Question

The voltage V in a simple electrical circuit is slowly decreasing as the battery wears out. The resistance R is slowly increasing as the resistor heats up. Use Ohm's Law, V = IR, to find how the current I is changing at the moment when R = 465?, I = 0.09A, dV/dt =-0.03V/s, and dR/dt = 0.03?/s. (Round your answer to six decimal places.)

Answer 1

Answer:

The current I is changing at -0.000012.

Step-by-step explanation:

Given : The voltage V in a simple electrical circuit is slowly decreasing as the battery wears out. The resistance R is slowly increasing as the resistor heats up.

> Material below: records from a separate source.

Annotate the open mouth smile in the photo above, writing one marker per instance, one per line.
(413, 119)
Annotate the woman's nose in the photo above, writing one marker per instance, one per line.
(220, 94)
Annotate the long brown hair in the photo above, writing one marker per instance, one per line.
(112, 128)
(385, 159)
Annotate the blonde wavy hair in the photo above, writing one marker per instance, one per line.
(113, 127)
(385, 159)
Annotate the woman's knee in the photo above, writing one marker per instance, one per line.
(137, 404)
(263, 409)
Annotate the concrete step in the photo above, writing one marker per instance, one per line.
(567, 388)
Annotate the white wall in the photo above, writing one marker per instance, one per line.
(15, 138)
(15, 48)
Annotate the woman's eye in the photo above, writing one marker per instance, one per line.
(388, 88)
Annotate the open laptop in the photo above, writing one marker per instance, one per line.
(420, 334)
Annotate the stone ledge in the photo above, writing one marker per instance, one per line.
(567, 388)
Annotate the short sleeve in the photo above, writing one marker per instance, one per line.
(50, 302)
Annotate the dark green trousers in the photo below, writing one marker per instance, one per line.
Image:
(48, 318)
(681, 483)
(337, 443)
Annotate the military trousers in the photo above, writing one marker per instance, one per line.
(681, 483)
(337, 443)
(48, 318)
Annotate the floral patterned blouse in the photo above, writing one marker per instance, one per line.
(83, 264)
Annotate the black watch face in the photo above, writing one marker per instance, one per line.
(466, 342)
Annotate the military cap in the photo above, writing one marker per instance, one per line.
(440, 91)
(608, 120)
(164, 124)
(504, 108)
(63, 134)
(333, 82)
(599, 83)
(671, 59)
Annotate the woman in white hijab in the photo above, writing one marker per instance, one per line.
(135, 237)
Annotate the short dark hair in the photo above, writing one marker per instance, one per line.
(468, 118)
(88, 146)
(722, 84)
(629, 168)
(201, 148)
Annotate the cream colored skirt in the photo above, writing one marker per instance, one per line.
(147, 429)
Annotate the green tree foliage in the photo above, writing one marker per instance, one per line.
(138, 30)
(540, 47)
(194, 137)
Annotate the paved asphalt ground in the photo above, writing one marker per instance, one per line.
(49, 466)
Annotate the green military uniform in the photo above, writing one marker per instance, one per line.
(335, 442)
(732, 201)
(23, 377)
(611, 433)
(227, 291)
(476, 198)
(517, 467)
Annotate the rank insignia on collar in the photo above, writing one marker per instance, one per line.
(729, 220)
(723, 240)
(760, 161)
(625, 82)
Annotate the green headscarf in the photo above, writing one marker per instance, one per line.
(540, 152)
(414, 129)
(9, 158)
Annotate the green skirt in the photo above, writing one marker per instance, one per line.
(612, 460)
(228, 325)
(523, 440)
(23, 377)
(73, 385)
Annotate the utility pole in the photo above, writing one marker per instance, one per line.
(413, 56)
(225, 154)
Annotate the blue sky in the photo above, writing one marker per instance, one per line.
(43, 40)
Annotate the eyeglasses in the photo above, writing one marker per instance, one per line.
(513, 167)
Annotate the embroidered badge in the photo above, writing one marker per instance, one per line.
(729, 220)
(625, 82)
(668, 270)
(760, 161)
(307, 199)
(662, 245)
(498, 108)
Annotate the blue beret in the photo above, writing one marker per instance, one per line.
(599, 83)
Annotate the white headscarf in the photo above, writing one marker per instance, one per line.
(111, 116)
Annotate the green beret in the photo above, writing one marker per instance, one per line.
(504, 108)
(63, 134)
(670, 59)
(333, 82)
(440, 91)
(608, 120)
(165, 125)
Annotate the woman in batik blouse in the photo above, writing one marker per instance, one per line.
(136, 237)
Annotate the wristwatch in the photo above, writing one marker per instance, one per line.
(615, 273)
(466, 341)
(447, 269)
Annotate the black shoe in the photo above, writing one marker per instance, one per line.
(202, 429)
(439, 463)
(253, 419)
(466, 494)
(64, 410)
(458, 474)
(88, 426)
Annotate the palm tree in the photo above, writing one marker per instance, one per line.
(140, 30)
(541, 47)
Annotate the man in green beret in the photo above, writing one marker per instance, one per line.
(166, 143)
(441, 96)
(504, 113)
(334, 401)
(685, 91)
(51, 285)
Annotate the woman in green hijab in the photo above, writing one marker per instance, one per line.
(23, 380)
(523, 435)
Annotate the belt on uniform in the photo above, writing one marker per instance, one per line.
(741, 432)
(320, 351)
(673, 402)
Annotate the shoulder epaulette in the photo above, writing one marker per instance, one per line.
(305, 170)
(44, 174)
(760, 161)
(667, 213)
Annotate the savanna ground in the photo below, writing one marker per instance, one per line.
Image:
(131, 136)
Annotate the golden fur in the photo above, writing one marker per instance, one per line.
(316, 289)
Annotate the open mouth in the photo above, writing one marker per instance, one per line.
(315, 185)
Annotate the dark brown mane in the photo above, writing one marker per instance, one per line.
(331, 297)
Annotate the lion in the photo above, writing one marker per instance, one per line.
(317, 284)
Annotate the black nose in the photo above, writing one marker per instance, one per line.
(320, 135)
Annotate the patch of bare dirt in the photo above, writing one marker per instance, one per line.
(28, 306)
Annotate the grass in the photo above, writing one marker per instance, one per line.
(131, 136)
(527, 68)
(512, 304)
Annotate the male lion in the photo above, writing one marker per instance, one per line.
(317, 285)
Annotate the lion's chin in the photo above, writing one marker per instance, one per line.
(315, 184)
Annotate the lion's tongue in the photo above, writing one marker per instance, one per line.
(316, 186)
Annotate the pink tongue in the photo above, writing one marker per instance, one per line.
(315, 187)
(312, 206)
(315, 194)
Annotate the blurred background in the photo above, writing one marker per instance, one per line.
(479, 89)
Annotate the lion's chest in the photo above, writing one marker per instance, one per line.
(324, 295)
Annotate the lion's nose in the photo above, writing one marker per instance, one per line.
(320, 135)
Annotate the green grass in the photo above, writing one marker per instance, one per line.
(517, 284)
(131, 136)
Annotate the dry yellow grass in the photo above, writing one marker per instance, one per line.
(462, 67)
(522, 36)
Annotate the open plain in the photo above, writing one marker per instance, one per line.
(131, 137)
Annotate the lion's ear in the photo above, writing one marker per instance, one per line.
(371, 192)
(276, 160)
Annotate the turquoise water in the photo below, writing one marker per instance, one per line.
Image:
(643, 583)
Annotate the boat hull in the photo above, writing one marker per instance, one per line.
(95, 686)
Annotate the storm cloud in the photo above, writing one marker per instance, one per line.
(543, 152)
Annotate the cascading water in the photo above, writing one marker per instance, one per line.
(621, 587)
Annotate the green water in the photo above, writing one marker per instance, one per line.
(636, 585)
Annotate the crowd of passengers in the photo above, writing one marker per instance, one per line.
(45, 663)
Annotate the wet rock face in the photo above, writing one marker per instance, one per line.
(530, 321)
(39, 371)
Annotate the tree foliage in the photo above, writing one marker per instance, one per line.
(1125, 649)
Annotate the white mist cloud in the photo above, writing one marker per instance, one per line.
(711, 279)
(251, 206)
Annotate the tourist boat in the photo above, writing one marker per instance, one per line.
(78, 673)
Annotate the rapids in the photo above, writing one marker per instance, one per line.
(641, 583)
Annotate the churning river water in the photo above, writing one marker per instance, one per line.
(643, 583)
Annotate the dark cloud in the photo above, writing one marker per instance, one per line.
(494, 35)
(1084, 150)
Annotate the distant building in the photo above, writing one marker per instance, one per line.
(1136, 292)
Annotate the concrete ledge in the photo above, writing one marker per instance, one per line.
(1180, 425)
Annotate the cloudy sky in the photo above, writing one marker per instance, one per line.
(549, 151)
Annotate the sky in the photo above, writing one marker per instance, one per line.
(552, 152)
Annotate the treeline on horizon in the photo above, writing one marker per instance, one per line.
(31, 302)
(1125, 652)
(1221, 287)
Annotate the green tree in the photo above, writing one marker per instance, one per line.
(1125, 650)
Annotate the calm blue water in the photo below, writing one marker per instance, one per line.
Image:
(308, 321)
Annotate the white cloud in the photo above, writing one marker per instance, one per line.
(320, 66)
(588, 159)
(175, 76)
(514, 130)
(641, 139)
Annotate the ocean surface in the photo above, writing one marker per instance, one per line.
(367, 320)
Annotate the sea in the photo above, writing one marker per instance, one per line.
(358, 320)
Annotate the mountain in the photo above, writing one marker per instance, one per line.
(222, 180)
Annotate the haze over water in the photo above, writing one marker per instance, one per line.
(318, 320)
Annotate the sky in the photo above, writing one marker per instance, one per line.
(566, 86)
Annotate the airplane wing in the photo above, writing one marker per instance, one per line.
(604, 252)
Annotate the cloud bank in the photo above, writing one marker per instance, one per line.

Use Ohm's Law, V = IR

To find : How the current I is changing at the moment.

Solution :

We have given,

R = 465\ ohm, I = 0.09A, $\frac{dV}{dt}=-0.03\ V/s$ and $\frac{dR}{dt}= 0.03\ ohm/s$

Using Ohm's law, we find V

$V=IR$

$V=0.09\times 465$

$V=41.85\ V$

Re-write ohm's law in terms of I,

$I=\frac{V}{R}$

Derivate w.r.t to t,

$\frac{dI}{dt}=-\frac{V}{R^2}(\frac{dR}{dt})+\frac{I}{R}(\frac{dV}{dt})$

Substitute the values given,

$\frac{dI}{dt}=-\frac{41.85}{(465)^2}(0.03)+\frac{0.09}{465}(-0.03)$

$\frac{dI}{dt}=-0.000005806-0.000005806$

$\frac{dI}{dt}=-0.000011612$

$\frac{dI}{dt}\approx -0.000012$

The current I is changing at -0.000012.